Oleh karena itu, seorang suami harus paham bahwa jika kesalahan seorang istri disebabkan karena kecemburuan, maka hendaknya seorang suami bisa lebih mudah untuk memaafkan dan mengalah. Karena hakikatnya istri melakukan kesalahan tersebut karena saking cintanya kepada sang suami. Maka bagaimana mungkin kita seorang suami bisa menyalahkan istri kita yang berbuat kesalahan disebabkan karena saking cintanya kepada kita? Ingatlah kisah tatkala Nabi ﷺ sedang di rumah dan menjamu para sahabat, tiba-tiba datang seseorang yang membawa makanan dari istri yang lain untuk beliau. Mengetahui hal itu, ‘Aisyah kemudian marah dan memukul tangan orang tersebut hingga makanan tumpah dan bersama dengan piringnya. Akan tetapi tatkala itu Nabi ﷺ tidak marah, bahkan Nabi ﷺ memberi uzur dengan berkata kepada para sahabat yang hadir,
غَارَتْ أُمُّكُمْ
“Ibu kalian sedang cemburu.”([3])
Oleh karena itu, istri yang berbuat salah karena kecemburuan adalah hal yang wajar, karena demikianlah sifat wanita yang cinta kepada suaminya. Karena istri yang tidak cemburu dapat dipastikan dia tidak cinta.
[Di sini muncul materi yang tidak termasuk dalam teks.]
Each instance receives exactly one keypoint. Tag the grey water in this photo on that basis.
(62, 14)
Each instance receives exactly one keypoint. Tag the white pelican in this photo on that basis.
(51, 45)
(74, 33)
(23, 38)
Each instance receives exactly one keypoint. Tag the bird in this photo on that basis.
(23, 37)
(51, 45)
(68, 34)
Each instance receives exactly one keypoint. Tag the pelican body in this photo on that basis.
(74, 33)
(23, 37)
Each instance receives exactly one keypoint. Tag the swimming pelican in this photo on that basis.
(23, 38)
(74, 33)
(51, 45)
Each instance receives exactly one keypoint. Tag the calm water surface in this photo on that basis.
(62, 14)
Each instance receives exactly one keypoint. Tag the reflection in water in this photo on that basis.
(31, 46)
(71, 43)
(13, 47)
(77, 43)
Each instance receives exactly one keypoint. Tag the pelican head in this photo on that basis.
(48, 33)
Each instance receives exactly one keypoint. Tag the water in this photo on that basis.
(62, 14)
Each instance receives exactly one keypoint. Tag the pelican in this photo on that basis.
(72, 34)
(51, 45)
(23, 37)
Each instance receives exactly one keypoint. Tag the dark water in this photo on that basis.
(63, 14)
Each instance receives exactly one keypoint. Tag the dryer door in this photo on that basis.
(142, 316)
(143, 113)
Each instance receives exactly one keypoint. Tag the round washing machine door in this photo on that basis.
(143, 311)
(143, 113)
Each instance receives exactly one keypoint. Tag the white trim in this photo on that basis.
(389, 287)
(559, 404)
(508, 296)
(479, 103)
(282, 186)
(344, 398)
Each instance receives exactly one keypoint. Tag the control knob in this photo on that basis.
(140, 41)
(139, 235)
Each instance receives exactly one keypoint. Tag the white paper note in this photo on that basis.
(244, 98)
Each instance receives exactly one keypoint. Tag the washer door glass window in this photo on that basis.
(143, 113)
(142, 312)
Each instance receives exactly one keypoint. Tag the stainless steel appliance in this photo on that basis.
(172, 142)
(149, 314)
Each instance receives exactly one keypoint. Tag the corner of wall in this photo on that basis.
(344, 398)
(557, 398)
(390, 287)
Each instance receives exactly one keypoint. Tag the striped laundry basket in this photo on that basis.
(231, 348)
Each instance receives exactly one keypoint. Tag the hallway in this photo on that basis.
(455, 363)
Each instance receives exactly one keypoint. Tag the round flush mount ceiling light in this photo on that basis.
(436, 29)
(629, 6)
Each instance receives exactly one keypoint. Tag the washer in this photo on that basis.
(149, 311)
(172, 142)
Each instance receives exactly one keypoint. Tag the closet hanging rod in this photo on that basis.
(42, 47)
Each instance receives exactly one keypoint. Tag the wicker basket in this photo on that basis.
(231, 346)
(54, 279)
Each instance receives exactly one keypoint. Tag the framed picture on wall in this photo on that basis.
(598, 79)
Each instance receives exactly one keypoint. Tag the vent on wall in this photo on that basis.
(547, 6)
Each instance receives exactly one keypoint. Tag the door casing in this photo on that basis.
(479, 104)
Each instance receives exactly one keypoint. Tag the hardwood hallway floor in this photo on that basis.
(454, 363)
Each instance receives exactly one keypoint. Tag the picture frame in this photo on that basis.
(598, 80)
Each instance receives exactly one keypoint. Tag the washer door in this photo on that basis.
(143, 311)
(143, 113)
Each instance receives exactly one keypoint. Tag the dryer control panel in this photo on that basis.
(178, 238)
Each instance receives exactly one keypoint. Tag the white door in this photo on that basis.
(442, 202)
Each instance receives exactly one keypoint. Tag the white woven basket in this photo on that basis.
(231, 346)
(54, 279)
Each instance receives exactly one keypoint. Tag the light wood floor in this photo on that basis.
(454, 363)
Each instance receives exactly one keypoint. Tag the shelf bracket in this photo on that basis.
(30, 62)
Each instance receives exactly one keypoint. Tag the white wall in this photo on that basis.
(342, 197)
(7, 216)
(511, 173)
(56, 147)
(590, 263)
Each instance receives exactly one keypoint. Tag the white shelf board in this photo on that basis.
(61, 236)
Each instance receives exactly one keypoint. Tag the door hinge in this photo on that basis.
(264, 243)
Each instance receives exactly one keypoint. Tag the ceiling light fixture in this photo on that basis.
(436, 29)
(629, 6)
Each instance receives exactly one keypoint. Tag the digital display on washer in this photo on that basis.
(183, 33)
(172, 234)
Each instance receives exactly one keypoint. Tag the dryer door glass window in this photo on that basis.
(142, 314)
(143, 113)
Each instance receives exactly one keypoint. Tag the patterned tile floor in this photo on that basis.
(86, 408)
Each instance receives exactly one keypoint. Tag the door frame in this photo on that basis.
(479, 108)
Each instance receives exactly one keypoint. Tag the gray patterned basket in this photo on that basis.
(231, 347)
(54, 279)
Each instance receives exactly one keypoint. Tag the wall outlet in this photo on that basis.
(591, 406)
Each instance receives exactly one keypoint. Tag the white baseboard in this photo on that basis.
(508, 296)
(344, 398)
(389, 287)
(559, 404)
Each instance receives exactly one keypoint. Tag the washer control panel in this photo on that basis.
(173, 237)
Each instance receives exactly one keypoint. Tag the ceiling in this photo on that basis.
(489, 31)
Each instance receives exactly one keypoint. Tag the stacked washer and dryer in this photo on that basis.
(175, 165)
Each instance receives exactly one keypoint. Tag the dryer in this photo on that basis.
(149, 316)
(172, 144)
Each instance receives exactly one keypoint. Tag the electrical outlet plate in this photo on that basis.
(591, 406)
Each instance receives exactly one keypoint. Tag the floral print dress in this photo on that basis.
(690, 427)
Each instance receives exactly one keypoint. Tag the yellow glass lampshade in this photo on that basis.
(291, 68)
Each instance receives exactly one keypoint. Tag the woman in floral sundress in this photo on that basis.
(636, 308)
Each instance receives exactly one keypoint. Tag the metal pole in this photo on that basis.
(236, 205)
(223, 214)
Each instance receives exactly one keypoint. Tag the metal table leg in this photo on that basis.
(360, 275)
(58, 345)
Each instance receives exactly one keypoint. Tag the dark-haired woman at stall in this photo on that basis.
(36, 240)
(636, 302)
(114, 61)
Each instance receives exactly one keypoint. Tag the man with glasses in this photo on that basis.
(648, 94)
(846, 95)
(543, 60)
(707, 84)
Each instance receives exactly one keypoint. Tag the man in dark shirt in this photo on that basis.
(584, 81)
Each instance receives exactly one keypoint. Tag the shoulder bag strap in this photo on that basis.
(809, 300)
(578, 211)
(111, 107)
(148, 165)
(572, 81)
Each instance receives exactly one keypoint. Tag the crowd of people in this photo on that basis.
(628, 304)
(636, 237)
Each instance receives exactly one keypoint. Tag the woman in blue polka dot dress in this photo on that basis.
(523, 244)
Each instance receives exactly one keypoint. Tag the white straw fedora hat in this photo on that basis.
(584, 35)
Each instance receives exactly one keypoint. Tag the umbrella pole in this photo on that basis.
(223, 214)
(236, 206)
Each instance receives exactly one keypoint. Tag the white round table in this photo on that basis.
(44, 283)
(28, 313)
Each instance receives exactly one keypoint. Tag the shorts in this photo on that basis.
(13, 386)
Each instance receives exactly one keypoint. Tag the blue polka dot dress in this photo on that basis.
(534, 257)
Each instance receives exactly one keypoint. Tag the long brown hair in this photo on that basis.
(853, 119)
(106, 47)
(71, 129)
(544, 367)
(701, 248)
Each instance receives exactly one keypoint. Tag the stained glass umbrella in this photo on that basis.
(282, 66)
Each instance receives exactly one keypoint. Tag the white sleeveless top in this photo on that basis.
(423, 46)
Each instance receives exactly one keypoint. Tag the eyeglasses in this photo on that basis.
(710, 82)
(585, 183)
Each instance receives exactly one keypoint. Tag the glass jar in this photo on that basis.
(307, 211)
Akan tetapi perlu untuk diperhatikan bahwa meskipun hukum asal seorang laki-laki harus berlapang dada atas kesalahan istrinya yang cemburu, akan tetapi jika kecemburuan tersebut berlebihan sampai menzalimi yang lain maka hal ini tidak termasuk dalam kewajaran dan tidak diperbolehkan. Sebagaimana Hafshah yang karena saking cemburunya membongkar rahasia Nabi ﷺ kepada ‘Aisyah. Dan sebagaimana juga kisah ‘Aisyah radhiallahu ‘anha yang menceritakan tentang kecemburuannya terhadap Shofiah dengan mengatakan,
حَسْبُكَ مِنْ صَفِيَّةَ كَذَا وَكَذَا، قَالَ غَيْرُ مُسَدَّدٍ: تَعْنِي قَصِيرَةً، فَقَالَ: لَقَدْ قُلْتِ كَلِمَةً لَوْ مُزِجَتْ بِمَاءِ الْبَحْرِ لَمَزَجَتْهُ
“Cukuplah Shofiah bagimu seperti ini dan seperti ini -yakni pendek-.” Beliau lalu bersabda, ‘Sungguh engkau telah mengatakan suatu kalimat (yang busuk), sekiranya itu dicampur dengan air laut maka ia akan dapat menjadikannya berubah’.”([4])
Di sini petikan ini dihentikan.